Hochwasserschutz im Süden von Chemnitz: falsche Kosten-Nutzen-Entscheidung

Große Bereiche in den Ortslagen entlang der Würschnitz im Süden von Chemnitz sind einer Hochwassergefahr ausgesetzt. Dabei gilt: Kaum anderswo in Sachsen bestehen wegen des engbegrenzten Einzugsbereich so kurze Vorwarnzeiten wie in Chemnitz. Ein Rückhaltebecken in der Nähe von Jahnsdorf sollte die angespannte Hochwassersituation für die Ortslagen Klaffenbach und Harthau verbessern. Doch daraus wird nichts. Die Landestalsperrenverwaltung (LTV) hatte im Mai bekanntgegeben, dass die Anlage vom Kosten-Nutzen-Verhältnis her nicht wirtschaftlich sei – unter anderem sei eine Schutzwirkung für den Fluss Chemnitz nicht nachweisbar; deswegen wird das Rückhaltebecken nicht gebaut. Dagegen wehren sich nun die Betroffenen, die nach wie vor überflutet werden – zuletzt 2013. Würschnitz und Zwönitz, die sich im Stadtteil Altchemnitz zum Fluss Chemnitz vereinigen, sind als Gewässer I. Ordnung eingestuft. Insgesamt macht das in Sachsen über 2.900 km Fließgewässerlänge aus. Für diese plant und zahlt die LTV Sachsen Maßnahmen zum Hochwasserschutz und erstellt Risikokarten.
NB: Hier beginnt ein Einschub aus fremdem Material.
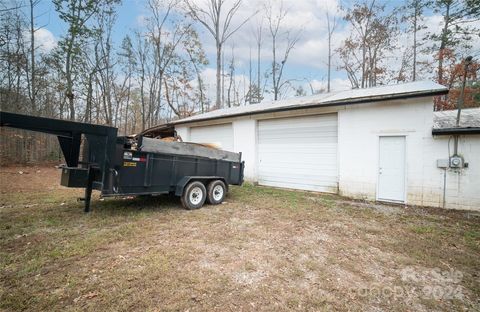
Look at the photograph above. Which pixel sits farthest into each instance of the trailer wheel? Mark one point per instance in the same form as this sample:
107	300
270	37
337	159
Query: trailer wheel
194	195
216	192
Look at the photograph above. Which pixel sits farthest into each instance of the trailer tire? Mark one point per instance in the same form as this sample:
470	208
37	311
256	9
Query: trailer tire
216	192
194	195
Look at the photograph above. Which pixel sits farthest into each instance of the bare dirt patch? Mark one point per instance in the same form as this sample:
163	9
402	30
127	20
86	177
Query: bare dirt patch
265	249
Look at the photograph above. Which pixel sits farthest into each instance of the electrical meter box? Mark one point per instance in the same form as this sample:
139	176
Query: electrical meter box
456	162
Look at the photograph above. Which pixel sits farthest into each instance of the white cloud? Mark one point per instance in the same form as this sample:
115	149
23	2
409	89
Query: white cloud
45	41
336	84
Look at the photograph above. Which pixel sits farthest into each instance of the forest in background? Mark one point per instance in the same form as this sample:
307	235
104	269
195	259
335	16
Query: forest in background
155	74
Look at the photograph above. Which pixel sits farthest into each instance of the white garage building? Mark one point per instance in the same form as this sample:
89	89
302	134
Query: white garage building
375	144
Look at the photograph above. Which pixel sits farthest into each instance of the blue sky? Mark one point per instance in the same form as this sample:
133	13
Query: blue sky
306	63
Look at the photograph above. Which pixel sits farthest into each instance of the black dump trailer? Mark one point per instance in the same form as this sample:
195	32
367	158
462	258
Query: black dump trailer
97	159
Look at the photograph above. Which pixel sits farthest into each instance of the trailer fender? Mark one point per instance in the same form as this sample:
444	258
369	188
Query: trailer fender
187	179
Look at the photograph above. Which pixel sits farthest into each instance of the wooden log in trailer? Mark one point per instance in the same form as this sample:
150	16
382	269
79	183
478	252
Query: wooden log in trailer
121	165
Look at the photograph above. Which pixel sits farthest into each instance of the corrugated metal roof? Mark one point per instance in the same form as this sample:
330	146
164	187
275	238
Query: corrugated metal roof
412	89
469	118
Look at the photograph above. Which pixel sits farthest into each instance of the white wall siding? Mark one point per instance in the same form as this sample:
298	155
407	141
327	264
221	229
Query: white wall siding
299	152
360	127
245	133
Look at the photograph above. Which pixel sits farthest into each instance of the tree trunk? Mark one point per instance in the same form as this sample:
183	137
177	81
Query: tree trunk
32	58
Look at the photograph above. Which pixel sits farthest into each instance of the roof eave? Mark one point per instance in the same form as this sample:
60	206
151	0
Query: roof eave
325	104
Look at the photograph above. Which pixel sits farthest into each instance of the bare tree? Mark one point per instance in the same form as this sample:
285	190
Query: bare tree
460	20
274	20
413	16
258	41
76	13
363	53
219	25
31	74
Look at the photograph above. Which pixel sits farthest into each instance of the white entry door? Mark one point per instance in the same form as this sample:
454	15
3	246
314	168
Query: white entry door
391	171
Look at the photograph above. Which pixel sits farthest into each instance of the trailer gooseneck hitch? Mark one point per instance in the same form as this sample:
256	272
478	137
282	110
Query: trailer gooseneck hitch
97	153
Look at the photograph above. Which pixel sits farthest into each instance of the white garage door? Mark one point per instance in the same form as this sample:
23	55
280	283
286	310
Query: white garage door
220	134
299	153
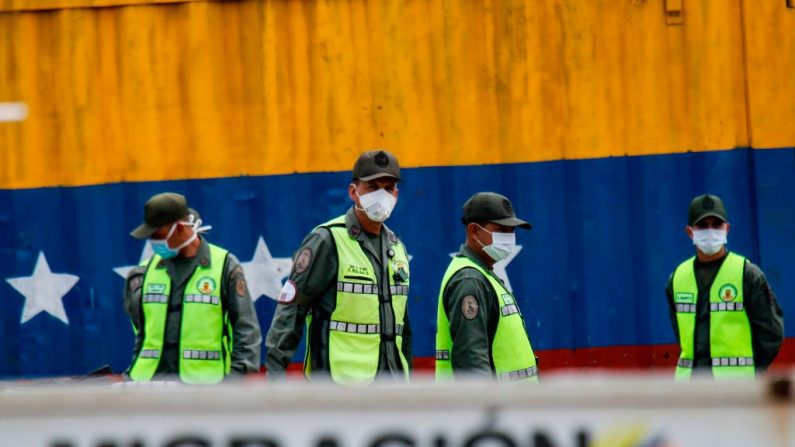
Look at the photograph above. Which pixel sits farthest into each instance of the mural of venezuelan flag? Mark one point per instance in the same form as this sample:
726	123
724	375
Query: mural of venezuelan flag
599	120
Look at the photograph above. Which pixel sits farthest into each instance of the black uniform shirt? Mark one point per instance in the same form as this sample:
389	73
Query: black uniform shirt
472	332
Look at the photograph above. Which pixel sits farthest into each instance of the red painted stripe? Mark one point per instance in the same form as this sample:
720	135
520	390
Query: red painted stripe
615	358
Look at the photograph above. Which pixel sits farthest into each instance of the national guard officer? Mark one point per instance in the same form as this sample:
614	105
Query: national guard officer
193	317
724	313
480	330
349	285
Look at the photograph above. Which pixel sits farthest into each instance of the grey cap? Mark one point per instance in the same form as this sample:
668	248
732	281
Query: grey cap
376	164
492	207
161	209
704	206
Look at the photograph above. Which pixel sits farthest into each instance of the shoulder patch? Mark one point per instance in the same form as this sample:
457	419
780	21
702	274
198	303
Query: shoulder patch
241	288
469	307
288	293
303	260
135	282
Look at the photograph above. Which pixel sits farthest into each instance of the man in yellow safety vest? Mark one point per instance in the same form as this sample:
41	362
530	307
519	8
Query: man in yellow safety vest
724	313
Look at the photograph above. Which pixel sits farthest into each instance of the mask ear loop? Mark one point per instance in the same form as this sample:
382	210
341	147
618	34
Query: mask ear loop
196	224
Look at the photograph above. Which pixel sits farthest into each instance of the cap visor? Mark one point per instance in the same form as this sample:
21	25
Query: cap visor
143	231
513	222
379	175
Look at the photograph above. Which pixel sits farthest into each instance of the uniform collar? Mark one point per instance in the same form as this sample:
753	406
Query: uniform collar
466	251
355	230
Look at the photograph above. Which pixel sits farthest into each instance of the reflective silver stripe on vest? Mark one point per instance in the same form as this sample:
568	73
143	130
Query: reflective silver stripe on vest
399	290
509	310
521	374
201	355
349	287
686	308
354	328
726	307
149	354
151	298
202	299
732	361
369	289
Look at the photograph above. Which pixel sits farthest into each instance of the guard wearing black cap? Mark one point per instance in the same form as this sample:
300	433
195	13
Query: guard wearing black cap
349	286
193	317
480	330
724	313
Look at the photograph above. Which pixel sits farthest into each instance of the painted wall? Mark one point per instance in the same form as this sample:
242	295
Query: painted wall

Die zufließenden Flüsschen und Bäche – wie bspw. der Tiergartenbach, der Neukirchner Bach und der Alte Harthbach, aber auch zahlreiche kleinere Gräben sind als sogenannte Gewässer II. Ordnung eingestuft. Längenmäßig macht das insgesamt das 10fache der Gewässer I. Ordnung aus. Diese Gewässer liegen in der Verantwortung der Gemeinden. Für diese haben die Gemeinden Risikokarten und –maßnahmen zu erstellen.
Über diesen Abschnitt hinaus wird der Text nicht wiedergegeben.